DB Stats

I’ve been playing with phpMyAdmin and doing a bit of optimization of it. A few stats:

  • Since I upgraded the kernel, MySQL has been up for a little under 3 days and 11 hours.
  • The DB server has moved 841 MiB of traffic. This is 10 MiB an hour.
  • It’s processed 131,048 queries. This is about 1,580 an hour.
  • 132,000 inserted rows.
  • 96K queries served out of MySQL’s query cache.
  • 1,393 temporary tables created on disk to handle queries. This seems like a bottleneck, although it is only a tiny percentage.

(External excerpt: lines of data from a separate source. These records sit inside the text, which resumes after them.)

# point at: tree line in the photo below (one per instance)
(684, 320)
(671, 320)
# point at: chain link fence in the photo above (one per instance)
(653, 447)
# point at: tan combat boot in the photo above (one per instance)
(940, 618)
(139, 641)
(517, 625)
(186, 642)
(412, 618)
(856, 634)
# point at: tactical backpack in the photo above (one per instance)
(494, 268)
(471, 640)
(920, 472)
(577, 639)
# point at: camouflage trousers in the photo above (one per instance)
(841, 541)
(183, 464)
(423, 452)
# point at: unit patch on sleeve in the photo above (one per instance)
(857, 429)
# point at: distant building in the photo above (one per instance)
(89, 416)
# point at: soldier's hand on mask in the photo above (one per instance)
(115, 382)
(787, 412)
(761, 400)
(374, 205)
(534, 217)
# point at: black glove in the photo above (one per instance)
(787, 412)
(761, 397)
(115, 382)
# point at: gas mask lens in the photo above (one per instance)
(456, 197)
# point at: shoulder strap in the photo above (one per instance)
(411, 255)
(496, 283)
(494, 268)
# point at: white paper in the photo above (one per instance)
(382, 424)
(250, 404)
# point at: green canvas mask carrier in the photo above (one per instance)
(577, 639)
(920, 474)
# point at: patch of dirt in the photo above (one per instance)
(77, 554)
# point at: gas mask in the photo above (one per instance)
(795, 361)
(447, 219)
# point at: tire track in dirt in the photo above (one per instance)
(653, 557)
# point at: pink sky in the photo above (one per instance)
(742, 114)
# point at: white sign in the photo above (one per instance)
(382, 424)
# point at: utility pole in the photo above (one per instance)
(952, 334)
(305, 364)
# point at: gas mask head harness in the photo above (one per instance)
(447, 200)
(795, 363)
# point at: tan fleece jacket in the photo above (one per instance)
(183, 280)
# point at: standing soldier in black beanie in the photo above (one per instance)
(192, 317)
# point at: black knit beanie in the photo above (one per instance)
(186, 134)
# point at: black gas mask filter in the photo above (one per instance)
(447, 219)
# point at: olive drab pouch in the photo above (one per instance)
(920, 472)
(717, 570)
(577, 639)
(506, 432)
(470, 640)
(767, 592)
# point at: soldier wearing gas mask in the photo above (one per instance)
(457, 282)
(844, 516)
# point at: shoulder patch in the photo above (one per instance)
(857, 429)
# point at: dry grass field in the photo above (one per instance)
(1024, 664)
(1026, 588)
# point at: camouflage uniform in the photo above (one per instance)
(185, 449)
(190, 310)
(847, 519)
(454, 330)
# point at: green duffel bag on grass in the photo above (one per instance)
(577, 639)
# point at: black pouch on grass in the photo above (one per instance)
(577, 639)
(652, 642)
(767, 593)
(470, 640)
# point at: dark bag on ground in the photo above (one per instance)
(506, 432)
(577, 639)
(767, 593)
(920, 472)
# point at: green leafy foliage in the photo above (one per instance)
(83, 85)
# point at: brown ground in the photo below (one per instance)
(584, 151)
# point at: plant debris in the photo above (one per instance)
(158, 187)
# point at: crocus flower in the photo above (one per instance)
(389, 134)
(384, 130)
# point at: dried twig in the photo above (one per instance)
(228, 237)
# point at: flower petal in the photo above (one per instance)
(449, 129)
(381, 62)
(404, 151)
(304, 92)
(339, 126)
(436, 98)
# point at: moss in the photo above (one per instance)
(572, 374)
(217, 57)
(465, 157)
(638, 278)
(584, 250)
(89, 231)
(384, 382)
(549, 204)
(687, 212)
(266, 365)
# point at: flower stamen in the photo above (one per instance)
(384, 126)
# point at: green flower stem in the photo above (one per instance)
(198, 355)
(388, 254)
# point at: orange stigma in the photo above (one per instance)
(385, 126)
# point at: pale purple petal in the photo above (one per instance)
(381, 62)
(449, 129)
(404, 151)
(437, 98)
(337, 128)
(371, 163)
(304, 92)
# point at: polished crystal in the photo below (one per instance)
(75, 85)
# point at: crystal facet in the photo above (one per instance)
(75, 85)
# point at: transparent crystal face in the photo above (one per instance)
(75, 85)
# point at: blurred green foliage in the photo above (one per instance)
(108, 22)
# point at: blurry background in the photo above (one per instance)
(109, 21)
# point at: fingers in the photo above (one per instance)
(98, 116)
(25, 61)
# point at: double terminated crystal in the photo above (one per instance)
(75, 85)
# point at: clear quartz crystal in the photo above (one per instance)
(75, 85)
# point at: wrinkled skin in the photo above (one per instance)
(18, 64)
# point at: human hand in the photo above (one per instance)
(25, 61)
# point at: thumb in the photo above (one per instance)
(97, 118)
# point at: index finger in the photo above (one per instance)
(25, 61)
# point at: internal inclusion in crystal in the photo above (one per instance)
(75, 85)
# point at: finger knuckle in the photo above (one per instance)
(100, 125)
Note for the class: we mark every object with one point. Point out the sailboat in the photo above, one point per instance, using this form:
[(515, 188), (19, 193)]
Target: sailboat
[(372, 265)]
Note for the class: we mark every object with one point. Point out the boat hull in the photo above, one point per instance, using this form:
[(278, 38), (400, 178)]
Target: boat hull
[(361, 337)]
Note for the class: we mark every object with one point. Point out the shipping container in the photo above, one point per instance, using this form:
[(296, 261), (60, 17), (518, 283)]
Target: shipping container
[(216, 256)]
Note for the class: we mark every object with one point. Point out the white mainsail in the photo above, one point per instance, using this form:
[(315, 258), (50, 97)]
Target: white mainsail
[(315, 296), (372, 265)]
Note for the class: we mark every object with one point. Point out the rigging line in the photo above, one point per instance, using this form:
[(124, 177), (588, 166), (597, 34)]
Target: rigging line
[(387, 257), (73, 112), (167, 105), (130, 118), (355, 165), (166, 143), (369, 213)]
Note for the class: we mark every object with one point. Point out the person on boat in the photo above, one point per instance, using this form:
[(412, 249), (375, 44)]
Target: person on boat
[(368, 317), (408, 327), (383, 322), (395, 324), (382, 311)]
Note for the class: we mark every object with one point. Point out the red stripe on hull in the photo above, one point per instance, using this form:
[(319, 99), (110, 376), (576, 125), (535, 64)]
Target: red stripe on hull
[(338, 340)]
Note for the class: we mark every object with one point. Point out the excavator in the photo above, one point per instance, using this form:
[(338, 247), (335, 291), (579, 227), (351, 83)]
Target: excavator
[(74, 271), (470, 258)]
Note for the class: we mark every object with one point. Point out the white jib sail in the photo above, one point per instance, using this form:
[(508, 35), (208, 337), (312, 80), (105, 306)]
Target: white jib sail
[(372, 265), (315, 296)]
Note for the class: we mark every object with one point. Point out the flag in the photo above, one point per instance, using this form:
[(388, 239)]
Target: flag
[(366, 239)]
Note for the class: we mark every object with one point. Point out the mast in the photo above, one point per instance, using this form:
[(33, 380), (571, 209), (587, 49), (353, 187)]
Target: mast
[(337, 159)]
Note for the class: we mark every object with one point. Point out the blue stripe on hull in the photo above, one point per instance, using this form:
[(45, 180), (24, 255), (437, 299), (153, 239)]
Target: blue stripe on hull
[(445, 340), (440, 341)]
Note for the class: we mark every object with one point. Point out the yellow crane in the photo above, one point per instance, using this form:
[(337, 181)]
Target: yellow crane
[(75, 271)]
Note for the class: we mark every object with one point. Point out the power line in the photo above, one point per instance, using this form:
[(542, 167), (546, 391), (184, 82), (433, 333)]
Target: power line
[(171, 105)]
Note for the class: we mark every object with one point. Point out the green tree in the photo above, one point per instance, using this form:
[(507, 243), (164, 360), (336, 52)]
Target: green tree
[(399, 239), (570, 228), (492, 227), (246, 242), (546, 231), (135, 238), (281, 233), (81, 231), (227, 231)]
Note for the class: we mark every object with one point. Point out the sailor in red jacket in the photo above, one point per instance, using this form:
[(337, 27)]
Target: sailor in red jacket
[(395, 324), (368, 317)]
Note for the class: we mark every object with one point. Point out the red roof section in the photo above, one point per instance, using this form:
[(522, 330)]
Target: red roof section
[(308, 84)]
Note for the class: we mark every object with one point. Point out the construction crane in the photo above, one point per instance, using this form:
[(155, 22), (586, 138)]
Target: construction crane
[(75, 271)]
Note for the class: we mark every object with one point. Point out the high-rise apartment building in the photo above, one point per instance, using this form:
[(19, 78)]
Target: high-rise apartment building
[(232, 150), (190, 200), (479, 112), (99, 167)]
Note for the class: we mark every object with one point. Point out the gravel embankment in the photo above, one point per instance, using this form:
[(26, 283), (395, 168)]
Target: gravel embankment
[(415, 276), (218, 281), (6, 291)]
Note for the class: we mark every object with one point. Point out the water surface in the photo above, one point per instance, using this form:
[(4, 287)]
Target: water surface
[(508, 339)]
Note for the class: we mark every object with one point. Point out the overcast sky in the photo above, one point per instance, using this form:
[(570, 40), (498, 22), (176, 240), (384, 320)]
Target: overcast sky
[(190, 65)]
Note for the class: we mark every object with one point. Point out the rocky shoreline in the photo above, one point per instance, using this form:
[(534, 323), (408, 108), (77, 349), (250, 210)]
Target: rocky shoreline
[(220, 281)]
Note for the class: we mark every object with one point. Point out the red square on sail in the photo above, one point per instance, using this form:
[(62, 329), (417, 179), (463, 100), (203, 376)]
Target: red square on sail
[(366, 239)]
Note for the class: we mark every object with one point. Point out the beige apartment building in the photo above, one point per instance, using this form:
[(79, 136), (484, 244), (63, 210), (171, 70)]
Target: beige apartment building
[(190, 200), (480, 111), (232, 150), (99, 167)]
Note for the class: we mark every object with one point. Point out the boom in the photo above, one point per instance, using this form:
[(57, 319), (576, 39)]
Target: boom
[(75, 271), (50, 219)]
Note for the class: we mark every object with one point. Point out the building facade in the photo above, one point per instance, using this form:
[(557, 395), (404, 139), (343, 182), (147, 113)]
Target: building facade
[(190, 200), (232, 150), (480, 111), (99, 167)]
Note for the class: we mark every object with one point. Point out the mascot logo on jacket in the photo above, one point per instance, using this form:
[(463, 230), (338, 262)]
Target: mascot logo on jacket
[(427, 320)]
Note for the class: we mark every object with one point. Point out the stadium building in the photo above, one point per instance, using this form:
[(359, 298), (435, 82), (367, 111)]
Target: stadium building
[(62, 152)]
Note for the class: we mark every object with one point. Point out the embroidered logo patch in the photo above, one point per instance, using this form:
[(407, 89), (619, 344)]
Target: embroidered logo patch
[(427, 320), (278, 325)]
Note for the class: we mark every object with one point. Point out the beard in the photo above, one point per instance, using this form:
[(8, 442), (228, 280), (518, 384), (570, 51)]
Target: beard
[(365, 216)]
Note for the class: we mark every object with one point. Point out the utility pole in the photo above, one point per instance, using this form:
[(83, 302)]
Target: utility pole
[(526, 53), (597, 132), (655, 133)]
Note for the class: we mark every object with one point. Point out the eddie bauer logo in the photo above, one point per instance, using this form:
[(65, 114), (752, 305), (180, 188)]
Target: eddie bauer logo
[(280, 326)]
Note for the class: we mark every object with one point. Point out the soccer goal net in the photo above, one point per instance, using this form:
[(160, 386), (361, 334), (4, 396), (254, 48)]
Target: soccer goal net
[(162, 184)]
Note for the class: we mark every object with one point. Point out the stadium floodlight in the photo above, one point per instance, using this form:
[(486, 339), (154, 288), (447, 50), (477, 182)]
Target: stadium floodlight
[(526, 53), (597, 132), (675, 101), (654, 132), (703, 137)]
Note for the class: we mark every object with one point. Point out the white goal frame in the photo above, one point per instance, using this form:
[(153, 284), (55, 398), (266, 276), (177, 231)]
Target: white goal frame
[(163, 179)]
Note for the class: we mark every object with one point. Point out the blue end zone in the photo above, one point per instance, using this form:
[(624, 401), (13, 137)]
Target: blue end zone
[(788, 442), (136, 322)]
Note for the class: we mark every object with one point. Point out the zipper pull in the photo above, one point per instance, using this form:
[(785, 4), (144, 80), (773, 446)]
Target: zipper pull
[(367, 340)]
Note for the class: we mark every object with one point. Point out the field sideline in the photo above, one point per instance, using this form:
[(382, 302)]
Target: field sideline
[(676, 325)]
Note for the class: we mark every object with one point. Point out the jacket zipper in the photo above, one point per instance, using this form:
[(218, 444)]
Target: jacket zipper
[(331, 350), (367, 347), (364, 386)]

I’ve just restarted MySQL to apply some configuration changes. (Actually, I could have changed them on the fly now that I think about it…) I tweaked the settings a bit: MySQL allows you to set limits on how much RAM it can use for various operations, and I tend to be very frugal. But I think I was shooting myself in the foot there: it was relying on disk a bit too much. It’s not like I’m running a load average of 25 and am moving gigs of traffic a day, where tuning is really vital, but it still bothers me that it’s not as efficient as it could be.

One thought on “DB Stats

  1. …anyone else notice that inserted rows > total queries? This seems like an error. I suppose it’s entirely possible (especially with something like an EXECUTE query), but… All that’s been going was WordPress, which does nothing but spew SELECT queries all day long.